-- Ну, не знаю, -- сказал Вайнтрауб, -- а по-моему, не так страшно: все ж таки люди интеллигентных профессий, вы сами понимаете, на улице не валяются.
-- Наивный вы молодой человек, -- сказал Борис Исаакович.
-- Не знаю, не знаю, - сказал доктор. -- Я все время колеблюсь, многие мои пациенты меня уговаривают остаться... Но есть и такие, которые безоговорочно советуют уехать. -- Он вдруг вскочил и громко закричал:
-- Что это? Объясните мне! Я пришел к вам, чтобы вы мне объяснили, Борис Исаакович! Вы -- философ, математик, объясните мне, врачу, что это? Бред? Как культурный европейский народ, создавший такие клиники, выдвинувший такие светила научной медицины, стал проводником черносотенного средневекового мрака? Откуда эта духовная инфекция? Что это? Массовый психоз? Массовое бешенство? Порча? Или все ж таки немного не так, а?
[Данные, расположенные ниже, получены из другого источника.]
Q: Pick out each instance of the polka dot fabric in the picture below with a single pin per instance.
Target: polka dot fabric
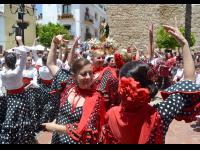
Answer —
(18, 126)
(108, 87)
(3, 107)
(185, 100)
(65, 116)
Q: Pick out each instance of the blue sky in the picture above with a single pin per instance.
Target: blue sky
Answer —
(39, 8)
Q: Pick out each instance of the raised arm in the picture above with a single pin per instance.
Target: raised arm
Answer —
(188, 63)
(72, 52)
(150, 48)
(34, 52)
(51, 60)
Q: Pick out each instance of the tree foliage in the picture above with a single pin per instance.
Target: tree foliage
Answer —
(164, 40)
(47, 32)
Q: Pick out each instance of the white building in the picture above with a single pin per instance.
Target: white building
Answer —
(2, 28)
(80, 19)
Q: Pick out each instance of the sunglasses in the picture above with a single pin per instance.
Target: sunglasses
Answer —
(103, 57)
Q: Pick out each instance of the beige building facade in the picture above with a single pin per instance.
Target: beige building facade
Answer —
(129, 22)
(8, 20)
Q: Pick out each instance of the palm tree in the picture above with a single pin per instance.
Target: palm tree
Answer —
(188, 21)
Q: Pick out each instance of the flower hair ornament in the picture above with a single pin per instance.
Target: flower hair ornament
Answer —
(95, 44)
(118, 60)
(132, 95)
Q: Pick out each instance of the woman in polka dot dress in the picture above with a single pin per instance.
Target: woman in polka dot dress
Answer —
(82, 106)
(20, 115)
(135, 121)
(16, 127)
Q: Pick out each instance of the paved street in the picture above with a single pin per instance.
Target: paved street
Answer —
(178, 133)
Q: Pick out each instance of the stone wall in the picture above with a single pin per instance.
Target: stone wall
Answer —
(129, 22)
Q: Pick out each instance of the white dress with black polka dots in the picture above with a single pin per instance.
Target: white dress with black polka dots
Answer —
(3, 107)
(179, 98)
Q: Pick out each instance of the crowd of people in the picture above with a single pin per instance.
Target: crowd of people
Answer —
(95, 93)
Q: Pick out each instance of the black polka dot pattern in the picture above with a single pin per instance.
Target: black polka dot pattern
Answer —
(18, 126)
(65, 116)
(3, 107)
(177, 101)
(108, 87)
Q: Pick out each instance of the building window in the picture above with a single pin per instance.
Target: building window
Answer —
(68, 27)
(67, 9)
(88, 35)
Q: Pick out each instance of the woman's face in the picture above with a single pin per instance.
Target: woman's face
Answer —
(29, 61)
(112, 62)
(98, 61)
(85, 77)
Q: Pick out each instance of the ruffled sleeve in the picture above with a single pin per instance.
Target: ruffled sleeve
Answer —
(108, 87)
(61, 80)
(185, 97)
(2, 110)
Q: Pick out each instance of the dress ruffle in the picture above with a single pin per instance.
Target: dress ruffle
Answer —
(191, 93)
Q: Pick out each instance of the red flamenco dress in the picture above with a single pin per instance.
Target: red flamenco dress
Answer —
(83, 124)
(136, 122)
(107, 78)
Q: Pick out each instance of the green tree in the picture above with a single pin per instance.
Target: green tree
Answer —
(164, 40)
(47, 32)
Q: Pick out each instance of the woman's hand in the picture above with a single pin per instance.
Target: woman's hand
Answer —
(50, 126)
(175, 32)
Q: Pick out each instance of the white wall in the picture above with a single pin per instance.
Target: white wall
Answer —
(78, 27)
(2, 31)
(50, 13)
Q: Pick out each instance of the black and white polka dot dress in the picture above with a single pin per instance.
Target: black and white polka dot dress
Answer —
(18, 126)
(109, 87)
(181, 102)
(3, 108)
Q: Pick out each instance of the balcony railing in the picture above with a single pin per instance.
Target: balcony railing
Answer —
(65, 16)
(89, 18)
(88, 35)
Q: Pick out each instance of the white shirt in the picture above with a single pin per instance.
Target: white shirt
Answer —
(31, 73)
(44, 73)
(13, 79)
(37, 60)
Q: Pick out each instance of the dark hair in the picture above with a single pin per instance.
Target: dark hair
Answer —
(109, 59)
(44, 60)
(138, 71)
(10, 60)
(79, 64)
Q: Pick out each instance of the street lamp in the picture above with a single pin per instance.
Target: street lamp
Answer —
(22, 10)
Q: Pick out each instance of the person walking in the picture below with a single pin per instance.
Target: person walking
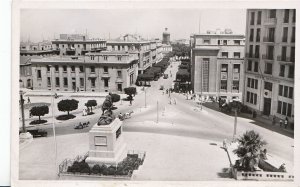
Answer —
(286, 122)
(274, 120)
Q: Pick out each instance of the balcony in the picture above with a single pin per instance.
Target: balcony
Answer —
(269, 39)
(267, 57)
(270, 21)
Сгустили красочки?
На лестнице послышался стук костылей, это поднимался Вороненко.
-- Разрешите, товарищ начальник, обратиться? -- насмешливо спросил он.
Вайнтрауб сразу успокоился и спросил:
-- А, Витя, ну как дела? -- Он почти всему населению города говорил "ты", потому что все сорокалетние и тридцатилетние когда-то мальчишками лечились у него.
-- Вот ножку оторвало, -- сказал, усмехаясь, Вороненко. Он о своей беде всегда говорил усмехаясь, стыдясь ее.
-- Ну как, книжку прочли? -- спросил Борис Исаакович.
-- Книжку? -- переспросил Вороненко; он все время усмехался, морщился. -- Какого хрена книжку, вот будет нам знаменитая книжка.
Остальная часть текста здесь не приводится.